The survey found that while 51 percent of the older respondents are aware of changes in their cognitive abilities — including changes in their ability to think, understand or remember — only 40 percent have ever discussed these concerns with a health care provider, and fewer than 15 percent report ever having brought up cognitive concerns on their own.

Instead, 93 percent of the senior survey respondents say they trust their primary care physician to cognitive testing for thinking or memory problems if needed. Yet, 47 percent of these physicians say it is their standard protocol to assess all patients age 65 and older for cognitive impairment. But, only 26 percent of the senior’s report having a physician ever ask them if they have any concerns about their cognitive function without them bringing it up first.

“The findings indicate there are missed opportunities for seniors to discuss cognitive concerns and problems in the exam room,” said Pike. “We hope the report will encourage seniors and physicians both to be more proactive in discussing cognitive health during the Medicare Annual Wellness Visit and other routine exams,” she says.

Combating Alzheimer’s in the Ocean State

On the heels of the release of Rhode Island’s updated State Plan on Alzheimer’s Disease and Related Disorders by Lt. Governor Dan McKee on February 26th, the released 2019 Facts and Figures reinforces the need to implement the recommendations of the State Plan.

“These facts and figures truly demonstrate the public health crisis we are in both nationally and here in Rhode Island with Alzheimer’s disease,” said Donna M. McGowan, Executive Director with the Alzheimer’s Association Rhode Island Chapter. “We are projecting cases of the disease to increase by 17% in this state by 2025. Having this data helps us to understand the scope of the issue and what we need to do to address peoples’ needs long term.”
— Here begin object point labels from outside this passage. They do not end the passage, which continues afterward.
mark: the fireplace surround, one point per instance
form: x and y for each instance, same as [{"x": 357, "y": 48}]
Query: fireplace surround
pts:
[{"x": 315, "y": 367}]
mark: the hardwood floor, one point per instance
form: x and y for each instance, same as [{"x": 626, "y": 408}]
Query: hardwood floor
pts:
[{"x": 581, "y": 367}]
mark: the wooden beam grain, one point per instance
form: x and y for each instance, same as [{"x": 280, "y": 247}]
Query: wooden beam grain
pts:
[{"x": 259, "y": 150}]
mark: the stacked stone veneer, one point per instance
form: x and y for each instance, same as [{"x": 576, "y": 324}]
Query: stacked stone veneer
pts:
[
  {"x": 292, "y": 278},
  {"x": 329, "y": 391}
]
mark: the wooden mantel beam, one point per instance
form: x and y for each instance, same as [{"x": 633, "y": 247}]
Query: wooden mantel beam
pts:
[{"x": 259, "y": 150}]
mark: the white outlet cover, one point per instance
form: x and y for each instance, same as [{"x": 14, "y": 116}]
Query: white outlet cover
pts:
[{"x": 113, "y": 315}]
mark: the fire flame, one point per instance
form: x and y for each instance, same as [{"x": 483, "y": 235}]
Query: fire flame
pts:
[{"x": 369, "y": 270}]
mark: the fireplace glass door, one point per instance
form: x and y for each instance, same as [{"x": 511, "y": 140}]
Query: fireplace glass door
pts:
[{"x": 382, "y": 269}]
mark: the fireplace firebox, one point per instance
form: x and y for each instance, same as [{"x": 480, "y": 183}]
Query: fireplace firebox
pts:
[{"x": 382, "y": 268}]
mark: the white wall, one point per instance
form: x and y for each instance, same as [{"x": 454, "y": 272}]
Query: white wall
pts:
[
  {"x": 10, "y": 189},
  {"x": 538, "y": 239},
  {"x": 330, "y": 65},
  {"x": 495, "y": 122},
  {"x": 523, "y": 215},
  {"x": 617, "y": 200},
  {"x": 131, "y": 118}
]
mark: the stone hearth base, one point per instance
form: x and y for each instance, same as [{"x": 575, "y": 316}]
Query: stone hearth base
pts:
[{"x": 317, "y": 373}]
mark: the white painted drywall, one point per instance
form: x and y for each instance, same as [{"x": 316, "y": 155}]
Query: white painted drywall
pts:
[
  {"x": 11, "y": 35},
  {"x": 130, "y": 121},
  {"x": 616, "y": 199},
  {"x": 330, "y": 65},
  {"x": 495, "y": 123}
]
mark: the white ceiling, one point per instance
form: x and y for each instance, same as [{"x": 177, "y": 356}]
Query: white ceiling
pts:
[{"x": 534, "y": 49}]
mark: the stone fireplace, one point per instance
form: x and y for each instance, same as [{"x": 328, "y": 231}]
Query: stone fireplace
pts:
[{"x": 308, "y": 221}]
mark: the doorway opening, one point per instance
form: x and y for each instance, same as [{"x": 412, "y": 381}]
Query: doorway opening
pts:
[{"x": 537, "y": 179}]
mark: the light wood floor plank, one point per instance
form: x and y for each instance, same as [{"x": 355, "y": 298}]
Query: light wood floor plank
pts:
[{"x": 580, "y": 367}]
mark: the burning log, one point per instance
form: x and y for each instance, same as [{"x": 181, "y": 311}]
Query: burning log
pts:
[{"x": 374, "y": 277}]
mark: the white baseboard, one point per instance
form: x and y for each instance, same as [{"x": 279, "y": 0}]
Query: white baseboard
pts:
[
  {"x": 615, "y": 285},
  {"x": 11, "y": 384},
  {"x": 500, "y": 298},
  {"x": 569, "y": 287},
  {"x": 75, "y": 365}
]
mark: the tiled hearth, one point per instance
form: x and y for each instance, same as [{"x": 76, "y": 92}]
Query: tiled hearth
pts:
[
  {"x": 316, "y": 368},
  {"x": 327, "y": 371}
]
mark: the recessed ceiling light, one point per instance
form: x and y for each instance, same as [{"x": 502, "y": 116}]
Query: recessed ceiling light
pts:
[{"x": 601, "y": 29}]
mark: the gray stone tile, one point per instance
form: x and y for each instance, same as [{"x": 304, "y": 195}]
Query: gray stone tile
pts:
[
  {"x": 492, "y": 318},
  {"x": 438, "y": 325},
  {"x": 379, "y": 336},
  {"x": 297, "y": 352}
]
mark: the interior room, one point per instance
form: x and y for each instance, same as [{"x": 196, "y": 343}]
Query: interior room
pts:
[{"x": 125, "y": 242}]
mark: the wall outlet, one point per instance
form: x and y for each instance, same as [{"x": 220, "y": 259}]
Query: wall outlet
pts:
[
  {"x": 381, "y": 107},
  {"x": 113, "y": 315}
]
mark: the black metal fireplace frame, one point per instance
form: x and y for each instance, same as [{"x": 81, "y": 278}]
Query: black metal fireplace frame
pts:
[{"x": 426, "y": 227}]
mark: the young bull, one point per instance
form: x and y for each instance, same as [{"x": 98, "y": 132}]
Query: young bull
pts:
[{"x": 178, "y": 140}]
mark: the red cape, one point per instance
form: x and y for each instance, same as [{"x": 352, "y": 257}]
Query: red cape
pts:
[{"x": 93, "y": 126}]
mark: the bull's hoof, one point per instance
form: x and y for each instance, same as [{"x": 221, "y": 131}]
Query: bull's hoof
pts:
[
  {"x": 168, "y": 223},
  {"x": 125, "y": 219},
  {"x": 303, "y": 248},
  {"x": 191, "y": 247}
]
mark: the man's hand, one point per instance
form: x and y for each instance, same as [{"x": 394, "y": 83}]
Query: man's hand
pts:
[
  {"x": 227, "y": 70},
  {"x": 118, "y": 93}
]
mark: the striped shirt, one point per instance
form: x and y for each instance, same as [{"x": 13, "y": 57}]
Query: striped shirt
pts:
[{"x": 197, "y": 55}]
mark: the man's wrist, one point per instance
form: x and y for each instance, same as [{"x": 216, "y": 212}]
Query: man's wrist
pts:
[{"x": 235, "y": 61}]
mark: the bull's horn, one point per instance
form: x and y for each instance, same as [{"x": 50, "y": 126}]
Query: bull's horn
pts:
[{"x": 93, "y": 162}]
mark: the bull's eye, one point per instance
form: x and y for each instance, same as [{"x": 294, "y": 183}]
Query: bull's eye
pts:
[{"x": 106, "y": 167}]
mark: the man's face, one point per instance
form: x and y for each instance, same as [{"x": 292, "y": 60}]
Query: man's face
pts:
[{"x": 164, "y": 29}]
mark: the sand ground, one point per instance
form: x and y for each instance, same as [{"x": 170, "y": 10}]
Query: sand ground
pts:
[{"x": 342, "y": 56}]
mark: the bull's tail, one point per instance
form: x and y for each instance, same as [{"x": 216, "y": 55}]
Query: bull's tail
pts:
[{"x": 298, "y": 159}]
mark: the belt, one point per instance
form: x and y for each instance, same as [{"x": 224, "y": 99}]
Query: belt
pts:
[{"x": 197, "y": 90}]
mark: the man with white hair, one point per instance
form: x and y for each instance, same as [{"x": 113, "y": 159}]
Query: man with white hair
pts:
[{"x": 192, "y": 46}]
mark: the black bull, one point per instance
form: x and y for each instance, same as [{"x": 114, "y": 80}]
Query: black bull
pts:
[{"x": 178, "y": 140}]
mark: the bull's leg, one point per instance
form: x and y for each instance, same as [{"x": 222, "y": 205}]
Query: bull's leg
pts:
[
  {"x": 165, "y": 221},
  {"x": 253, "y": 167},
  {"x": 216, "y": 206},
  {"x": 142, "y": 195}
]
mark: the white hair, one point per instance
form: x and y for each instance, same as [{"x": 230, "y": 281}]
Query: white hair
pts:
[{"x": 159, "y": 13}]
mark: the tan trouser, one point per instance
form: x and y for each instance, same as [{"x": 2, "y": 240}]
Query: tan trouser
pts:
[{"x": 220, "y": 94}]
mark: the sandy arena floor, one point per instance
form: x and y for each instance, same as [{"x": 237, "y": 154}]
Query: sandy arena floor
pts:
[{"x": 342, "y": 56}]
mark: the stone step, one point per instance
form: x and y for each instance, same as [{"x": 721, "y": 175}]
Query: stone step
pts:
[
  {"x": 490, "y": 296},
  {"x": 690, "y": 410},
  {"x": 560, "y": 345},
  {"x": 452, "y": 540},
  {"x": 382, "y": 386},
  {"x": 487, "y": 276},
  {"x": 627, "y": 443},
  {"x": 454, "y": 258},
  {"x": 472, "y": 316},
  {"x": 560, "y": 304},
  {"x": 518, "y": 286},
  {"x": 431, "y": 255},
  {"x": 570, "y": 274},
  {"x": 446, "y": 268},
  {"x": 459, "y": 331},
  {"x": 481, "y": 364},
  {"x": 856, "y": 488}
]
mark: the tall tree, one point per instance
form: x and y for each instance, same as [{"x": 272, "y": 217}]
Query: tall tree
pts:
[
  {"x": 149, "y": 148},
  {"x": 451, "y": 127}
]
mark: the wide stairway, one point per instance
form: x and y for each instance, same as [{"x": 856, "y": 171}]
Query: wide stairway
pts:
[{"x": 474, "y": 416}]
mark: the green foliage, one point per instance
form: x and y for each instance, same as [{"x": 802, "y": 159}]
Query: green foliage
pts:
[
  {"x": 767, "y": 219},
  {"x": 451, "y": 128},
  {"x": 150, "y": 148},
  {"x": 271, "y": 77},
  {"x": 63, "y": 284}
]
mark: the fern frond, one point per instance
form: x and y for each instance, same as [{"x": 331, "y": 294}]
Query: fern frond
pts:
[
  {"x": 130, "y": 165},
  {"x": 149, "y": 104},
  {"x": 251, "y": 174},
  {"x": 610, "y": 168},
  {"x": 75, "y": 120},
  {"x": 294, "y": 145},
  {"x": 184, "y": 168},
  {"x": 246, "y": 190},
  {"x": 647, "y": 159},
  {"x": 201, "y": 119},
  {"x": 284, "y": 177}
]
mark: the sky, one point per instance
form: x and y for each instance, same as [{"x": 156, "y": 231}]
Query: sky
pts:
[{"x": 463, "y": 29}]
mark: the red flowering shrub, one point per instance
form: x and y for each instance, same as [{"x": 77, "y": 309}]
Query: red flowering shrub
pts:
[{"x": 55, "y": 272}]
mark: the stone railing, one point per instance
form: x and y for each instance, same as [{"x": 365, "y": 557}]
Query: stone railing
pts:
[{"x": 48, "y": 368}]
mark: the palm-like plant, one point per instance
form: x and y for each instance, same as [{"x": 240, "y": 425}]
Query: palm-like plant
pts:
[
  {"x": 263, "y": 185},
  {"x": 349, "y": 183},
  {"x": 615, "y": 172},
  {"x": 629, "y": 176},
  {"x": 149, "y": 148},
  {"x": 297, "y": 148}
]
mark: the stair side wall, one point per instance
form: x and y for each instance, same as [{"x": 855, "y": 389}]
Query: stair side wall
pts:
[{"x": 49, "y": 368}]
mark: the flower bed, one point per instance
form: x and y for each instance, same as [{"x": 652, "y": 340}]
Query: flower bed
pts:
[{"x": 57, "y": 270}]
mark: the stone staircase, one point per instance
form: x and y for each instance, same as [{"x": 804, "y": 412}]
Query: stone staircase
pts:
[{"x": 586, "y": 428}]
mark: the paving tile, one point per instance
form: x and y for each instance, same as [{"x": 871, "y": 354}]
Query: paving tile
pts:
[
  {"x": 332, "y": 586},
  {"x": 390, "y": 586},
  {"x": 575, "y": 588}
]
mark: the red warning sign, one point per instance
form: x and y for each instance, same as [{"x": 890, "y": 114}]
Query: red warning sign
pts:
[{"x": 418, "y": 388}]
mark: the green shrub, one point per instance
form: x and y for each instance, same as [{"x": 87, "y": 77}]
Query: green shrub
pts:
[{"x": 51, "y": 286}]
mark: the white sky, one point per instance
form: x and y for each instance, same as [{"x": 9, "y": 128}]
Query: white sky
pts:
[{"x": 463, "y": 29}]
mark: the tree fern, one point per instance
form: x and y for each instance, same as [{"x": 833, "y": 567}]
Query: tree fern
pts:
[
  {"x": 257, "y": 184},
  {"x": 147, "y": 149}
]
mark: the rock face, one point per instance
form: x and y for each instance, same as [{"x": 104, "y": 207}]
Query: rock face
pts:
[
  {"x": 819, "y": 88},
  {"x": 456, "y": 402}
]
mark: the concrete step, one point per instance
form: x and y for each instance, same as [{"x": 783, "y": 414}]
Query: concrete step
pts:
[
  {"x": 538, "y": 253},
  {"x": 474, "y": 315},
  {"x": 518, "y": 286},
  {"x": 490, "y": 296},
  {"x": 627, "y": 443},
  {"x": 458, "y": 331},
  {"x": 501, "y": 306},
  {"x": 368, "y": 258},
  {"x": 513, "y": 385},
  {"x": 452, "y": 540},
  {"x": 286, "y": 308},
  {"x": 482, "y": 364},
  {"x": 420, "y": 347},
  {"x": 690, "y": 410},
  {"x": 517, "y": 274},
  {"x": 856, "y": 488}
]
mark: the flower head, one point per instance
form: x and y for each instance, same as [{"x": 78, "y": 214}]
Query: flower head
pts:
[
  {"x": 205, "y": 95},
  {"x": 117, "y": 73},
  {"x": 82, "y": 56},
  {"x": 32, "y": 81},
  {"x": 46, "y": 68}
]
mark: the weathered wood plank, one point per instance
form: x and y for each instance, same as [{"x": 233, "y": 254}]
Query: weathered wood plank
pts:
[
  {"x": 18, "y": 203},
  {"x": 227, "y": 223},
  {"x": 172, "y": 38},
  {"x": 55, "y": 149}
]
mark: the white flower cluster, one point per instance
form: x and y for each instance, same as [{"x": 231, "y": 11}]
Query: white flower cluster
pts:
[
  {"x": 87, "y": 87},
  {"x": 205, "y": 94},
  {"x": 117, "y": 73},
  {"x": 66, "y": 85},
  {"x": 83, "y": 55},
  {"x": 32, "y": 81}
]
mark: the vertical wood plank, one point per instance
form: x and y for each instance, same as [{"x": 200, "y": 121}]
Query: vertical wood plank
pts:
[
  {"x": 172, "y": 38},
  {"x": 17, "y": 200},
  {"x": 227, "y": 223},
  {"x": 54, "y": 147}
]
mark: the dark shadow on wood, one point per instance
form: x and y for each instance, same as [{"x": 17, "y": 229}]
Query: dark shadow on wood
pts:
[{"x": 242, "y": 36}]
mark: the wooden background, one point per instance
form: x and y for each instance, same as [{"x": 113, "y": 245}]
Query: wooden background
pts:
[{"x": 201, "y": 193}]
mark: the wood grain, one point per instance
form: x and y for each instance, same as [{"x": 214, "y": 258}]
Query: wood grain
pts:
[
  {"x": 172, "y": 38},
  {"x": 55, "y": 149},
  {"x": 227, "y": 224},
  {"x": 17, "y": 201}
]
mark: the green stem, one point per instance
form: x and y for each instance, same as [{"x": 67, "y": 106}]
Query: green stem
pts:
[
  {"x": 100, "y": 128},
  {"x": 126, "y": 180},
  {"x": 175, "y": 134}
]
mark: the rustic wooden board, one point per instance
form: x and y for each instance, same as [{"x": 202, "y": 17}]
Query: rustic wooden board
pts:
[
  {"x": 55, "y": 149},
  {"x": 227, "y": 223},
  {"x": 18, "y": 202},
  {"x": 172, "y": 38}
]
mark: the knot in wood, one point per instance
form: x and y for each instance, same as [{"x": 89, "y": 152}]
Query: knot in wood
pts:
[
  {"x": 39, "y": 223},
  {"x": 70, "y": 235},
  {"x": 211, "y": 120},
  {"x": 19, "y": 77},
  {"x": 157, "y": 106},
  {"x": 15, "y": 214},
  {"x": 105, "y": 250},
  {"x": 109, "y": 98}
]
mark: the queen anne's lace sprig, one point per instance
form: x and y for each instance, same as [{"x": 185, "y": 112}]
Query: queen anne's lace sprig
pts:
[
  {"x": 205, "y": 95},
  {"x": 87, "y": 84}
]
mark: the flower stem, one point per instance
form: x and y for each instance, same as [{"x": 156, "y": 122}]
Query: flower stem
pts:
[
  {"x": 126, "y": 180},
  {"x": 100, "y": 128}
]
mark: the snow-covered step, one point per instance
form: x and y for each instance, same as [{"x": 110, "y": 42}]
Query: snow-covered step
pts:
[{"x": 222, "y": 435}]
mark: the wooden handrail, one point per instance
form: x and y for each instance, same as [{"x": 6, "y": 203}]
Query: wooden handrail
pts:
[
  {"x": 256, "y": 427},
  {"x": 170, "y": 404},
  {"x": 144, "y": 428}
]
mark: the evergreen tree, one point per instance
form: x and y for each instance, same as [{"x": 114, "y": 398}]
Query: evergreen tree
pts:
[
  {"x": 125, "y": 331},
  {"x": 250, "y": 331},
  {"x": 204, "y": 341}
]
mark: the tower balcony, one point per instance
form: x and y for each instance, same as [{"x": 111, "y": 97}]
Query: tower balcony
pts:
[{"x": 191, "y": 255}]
“With Medicaid costs rising almost 23% to care for someone with Alzheimer’s, caregivers and families need to be provided resources that they need. Our updated State Plan helps to provide the framework to address some of those concerns,” said McGowan. “I commend our state lawmakers for recognizing how deeply Alzheimer’s disease and related disorders affects our citizens here and for their support in trying to address it with legislation.”

Andrea Palagi, Director of Communications for Lt. Governor Dan McKee, says that there are several Alzheimer’s-related bills being consider by state law makers this year. “It’s the year for Alzheimer’s” she says.

With the newly released 2019 Alzheimer’s Disease Facts and Figures report we hopefully won’t see the state’s updated Alzheimer’s Plan sitting on a bureaucrat’s dusty book shelf.

 For a copy, go to www.alz.org/media/Documents/alzheimers-facts-and-figures-2019-r.pdf.